5. "Room," by Emma Donoghue (Back Bay; paperback, $14.99). "Everything about Donoghue's 'Room' sounds mawkish and sadistic," Charles wrote in his September review. Five-year-old Jack has lived his whole life locked in a sound-proof garden shed with his mom, who was kidnapped by her rapist years ago. Despite these nightmarish circumstances, his mother has created the safest, most loving environment she can for her little boy. "Donoghue, who was born in Ireland and now lives in Canada, has written one of the most affecting and subtly profound novels of the year."

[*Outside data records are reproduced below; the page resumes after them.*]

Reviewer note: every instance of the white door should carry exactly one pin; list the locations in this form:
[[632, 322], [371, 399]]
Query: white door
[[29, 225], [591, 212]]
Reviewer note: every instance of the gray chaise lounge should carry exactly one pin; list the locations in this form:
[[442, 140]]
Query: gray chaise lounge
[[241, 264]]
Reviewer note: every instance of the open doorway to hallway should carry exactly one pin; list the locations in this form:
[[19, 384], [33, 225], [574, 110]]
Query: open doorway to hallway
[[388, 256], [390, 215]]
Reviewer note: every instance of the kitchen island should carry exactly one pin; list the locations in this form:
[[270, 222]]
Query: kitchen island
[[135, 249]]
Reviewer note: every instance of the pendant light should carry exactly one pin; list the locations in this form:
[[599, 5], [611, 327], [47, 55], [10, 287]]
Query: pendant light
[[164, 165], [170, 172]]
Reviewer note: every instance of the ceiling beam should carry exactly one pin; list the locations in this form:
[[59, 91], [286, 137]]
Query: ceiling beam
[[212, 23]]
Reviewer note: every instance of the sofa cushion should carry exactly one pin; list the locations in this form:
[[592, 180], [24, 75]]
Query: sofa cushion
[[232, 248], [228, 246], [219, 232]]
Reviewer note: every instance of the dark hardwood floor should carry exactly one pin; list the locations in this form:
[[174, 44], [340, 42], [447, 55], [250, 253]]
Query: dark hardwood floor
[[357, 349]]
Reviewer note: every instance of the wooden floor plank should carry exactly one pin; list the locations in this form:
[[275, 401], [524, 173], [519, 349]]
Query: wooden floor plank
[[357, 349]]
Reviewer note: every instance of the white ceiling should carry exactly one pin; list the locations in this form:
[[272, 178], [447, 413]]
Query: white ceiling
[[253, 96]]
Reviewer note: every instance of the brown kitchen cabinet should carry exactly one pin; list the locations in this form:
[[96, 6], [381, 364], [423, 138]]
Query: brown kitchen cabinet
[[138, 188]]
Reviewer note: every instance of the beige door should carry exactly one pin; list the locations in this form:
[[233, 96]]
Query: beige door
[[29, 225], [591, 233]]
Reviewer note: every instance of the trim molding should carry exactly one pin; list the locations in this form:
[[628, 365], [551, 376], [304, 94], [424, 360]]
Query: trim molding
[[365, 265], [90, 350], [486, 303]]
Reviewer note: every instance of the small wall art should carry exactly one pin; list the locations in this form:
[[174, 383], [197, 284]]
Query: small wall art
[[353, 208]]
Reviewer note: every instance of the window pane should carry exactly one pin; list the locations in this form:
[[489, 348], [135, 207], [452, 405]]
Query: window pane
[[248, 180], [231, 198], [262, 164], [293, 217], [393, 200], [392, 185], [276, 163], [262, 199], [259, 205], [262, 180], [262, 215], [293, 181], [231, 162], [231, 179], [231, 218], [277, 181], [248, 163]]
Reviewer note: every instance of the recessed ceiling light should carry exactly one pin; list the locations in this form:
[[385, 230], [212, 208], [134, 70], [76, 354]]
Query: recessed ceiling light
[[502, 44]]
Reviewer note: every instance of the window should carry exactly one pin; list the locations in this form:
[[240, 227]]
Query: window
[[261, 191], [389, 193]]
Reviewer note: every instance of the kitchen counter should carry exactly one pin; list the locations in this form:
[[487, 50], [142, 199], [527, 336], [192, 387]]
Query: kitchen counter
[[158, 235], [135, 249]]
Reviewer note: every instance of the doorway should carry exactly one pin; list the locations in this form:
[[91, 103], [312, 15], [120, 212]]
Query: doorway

6. "The Tiger's Wife," by Tea Obreht (Random House, $25). "Obreht's swirling first novel draws us beneath the clotted tragedies in the Balkans to deliver the kind of truth that histories can't touch," Charles wrote in February. A doctor named Natalia is on a good-will mission to vaccinate orphans in an unnamed Balkan country, when she learns that her grandfather has died on his way to join her. But the real heart of this novel, written by a 25-year-old Serbian-born woman who lives in New York, is the tales Natalia's grandfather told about growing up in a mountain village full of healers and peddlers, where an abused wife befriends an escaped tiger and a "deathless man" wanders for years.
Yvonne Zipp frequently reviews books for The Washington Post and the Christian Science Monitor.